Krottenwijk Saddam City heeft weinig portretten Saddam
Om de val van het regime van Saddam Hussein te vieren, zijn er in heel Irak beeltenissen genoeg van de president die kunnen worden neergehaald. In de wijk Saddam City in Bagdad zijn er evenwel weinig voorhanden.
Aan de noordkant van de Iraakse hoofdstad ligt een krottenwijk waar de politie van het regime van Saddam Hussein zich al nauwelijks waagde te vertonen. De wijk telt naar schatting twee tot drie miljoen sjiietische inwoners. Het zijn overwegend sjiieten die Saddam Hussein onder meer verantwoordelijk houden voor hun armoede en voor de enorme verliezen aan mensenlevens die de wijk leed in de oorlogen die door het regime werden gevoerd.

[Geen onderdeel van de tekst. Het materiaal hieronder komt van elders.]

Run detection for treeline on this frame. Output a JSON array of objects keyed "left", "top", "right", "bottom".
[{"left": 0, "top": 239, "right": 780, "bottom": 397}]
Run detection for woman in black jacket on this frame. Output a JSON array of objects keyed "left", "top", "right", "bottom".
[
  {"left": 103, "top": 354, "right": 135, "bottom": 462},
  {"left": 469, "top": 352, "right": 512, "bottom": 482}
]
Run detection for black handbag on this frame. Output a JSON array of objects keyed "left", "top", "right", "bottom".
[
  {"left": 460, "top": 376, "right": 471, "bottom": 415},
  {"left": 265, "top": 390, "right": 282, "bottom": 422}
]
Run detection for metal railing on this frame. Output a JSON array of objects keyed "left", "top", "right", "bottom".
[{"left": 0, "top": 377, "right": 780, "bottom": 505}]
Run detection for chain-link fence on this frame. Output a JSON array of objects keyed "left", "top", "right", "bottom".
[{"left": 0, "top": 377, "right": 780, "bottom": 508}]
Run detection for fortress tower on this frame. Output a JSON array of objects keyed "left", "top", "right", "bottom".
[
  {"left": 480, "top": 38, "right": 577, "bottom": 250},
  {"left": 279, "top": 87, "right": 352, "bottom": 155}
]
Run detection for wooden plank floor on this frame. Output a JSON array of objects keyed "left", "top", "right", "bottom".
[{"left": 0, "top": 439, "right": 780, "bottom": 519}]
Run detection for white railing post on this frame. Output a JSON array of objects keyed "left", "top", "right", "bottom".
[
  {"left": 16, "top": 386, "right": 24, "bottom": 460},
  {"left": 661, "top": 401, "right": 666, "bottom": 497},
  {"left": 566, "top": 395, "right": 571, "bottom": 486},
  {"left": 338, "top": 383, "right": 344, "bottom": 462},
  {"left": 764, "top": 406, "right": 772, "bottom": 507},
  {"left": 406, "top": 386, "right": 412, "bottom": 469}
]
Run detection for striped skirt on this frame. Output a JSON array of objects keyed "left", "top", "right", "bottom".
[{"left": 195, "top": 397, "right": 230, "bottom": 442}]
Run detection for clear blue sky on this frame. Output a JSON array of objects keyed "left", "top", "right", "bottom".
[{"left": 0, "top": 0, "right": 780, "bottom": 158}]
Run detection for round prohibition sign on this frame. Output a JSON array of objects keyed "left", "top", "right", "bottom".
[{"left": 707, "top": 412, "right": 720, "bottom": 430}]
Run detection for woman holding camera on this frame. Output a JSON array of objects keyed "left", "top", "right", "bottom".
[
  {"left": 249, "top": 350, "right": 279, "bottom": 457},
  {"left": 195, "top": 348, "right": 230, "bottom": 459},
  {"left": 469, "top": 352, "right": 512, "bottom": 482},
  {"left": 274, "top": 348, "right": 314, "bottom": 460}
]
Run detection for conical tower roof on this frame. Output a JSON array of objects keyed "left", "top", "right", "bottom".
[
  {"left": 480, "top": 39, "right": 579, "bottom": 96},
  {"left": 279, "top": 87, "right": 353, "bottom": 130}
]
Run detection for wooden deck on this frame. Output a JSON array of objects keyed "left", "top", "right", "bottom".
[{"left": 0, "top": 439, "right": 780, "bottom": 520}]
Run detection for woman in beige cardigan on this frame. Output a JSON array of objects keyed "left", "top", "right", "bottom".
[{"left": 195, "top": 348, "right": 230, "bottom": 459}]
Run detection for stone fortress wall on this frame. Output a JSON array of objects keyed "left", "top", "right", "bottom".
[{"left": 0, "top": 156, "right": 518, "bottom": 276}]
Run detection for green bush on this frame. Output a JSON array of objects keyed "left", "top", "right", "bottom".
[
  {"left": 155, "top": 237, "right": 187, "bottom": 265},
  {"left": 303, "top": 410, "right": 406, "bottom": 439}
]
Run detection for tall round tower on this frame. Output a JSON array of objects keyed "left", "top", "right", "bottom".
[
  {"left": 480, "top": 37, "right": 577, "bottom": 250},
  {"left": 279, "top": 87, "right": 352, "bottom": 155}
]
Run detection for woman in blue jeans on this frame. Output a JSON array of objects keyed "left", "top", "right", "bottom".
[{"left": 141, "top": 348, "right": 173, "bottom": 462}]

Bij de toegangsweg prijkt een groot geschilderd portret van president Saddam Hussein, maar in de wijk zelf ontbreken vrijwel de voor Irak gebruikelijke afbeeldingen van de heerser. Wel sieren sjiietische kopstukken de muren, zoals de leider van de sjiietische gemeenschap in Irak ayatollah ’marja’ Sistani. Voorts wordt de grondlegger van deze tak van de islam, de schoonzoon van de profeet Mohammed, Ali, veel afgebeeld. De sjiieten zijn de partijgenoten van Ali of de Shiat-u-Ali.
Saddam City is een enorme krottenwijk waar veel mensen zijn bewapend, vooral sinds de oorlog met Iran (1980-1988). Veel van de 350.000 Iraakse doden kwamen uit Saddam City. President Saddam Hussein is vrijwel nergens te bekennen ofschoon de zich fotogeniek wanende heerser claimt een nakomeling van de profeet te zijn. Het regime en de elite onder Saddam Hussein zijn soennieten, voornamelijk uit de regio waar Saddam vandaan komt, Tikrit.

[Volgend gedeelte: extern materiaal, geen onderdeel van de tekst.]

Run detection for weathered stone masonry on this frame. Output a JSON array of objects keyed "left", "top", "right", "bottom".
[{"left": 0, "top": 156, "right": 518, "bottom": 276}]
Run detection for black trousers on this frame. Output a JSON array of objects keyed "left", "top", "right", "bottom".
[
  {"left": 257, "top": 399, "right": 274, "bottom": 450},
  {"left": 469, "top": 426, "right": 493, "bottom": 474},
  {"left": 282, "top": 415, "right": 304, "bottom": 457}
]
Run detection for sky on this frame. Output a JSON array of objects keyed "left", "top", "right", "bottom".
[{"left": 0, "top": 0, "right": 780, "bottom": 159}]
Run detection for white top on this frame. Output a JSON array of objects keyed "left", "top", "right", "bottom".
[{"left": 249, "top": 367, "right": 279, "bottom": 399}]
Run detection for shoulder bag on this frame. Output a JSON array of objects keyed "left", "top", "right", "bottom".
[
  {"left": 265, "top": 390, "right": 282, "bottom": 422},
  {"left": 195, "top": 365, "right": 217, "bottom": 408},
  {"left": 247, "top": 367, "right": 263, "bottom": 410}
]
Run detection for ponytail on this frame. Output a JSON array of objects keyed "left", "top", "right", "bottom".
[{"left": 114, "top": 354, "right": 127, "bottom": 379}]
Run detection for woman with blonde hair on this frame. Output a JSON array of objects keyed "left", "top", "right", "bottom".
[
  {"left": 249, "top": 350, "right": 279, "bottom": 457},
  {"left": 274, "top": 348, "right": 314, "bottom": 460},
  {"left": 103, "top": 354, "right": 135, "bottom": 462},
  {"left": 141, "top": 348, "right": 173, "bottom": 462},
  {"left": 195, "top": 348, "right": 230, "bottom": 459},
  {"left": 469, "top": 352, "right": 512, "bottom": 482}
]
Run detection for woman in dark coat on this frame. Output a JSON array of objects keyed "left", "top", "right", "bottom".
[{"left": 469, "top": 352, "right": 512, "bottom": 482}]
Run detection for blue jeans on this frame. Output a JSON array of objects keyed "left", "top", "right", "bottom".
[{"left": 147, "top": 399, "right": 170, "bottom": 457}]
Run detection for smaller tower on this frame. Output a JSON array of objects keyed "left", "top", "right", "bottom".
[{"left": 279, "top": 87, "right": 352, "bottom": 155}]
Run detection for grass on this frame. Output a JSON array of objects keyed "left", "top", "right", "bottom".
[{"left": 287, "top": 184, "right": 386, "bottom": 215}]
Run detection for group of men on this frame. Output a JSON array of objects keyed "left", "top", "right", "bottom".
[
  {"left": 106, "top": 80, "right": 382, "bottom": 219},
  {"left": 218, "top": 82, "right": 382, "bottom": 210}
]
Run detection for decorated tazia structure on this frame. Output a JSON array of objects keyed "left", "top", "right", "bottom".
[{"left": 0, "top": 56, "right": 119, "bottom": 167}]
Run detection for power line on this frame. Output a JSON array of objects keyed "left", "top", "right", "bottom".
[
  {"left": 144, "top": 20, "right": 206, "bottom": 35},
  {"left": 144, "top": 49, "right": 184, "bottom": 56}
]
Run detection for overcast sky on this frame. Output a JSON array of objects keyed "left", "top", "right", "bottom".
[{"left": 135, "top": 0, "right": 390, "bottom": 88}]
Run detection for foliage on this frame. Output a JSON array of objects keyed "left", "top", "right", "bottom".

De hutjes en krotten van arme zuiderlingen die een beter leven zochten in de hoofdstad, werd officieel een stadswijk na de staatsgreep van 1958. Generaal Abd al-Karim al-Qassim, een sjiiet, onteigende de grond ten noorden van Bagdad om de armen legaal te huisvesten in de wijk die naar de revolutie, ath-Thawra, werd genoemd.
Saddam Hussein liet er, destijds nog als macht achter de schermen, waterleiding, elektriciteit, riolering en telefoonlijnen aanleggen. De wijk kreeg daarom in 1980 zijn huidige naam, Saddam City. Rond de wijk werden legerposten opgericht om een opstand te ontmoedigen. De wijk liet zich in 1991 niet verleiden door de Verenigde Staten om in opstand te komen.
Ook voor de huidige oorlog waren er geen aanwijzingen dat de bewoners van Saddam City hun leven gingen riskeren voor de Amerikaanse ’bevrijders’, zoals de sjieieten in het zuiden in 1991. Ook in Saddam City worden de Amerikanen met groot wantrouwen bekeken. Er zal volgens waarnemers geen enkel enthousiasme zijn voor een Amerikaans interim-bestuur, mogelijk zelfs verzet daartegen.
De sjiieten wachtten af. De plunderingen in en rond de wijk zijn geen verrassing. De regerende Baath-partij van de president heeft wapens verdeeld onder de betrouwbare soennitische burgers uit de betere wijken. Velen hopen daarmee de armoedzaaiers uit Saddam City op afstand te houden.
De sjiieten die in hun krottenwijk de vrees voor de inmiddels spoorloze machthebbers hebben verloren, zullen waarschijnlijk snel een grotere rol in de politiek van het land willen hebben. Meer dan helft van de 22,5 miljoen Irakezen is sjiietisch.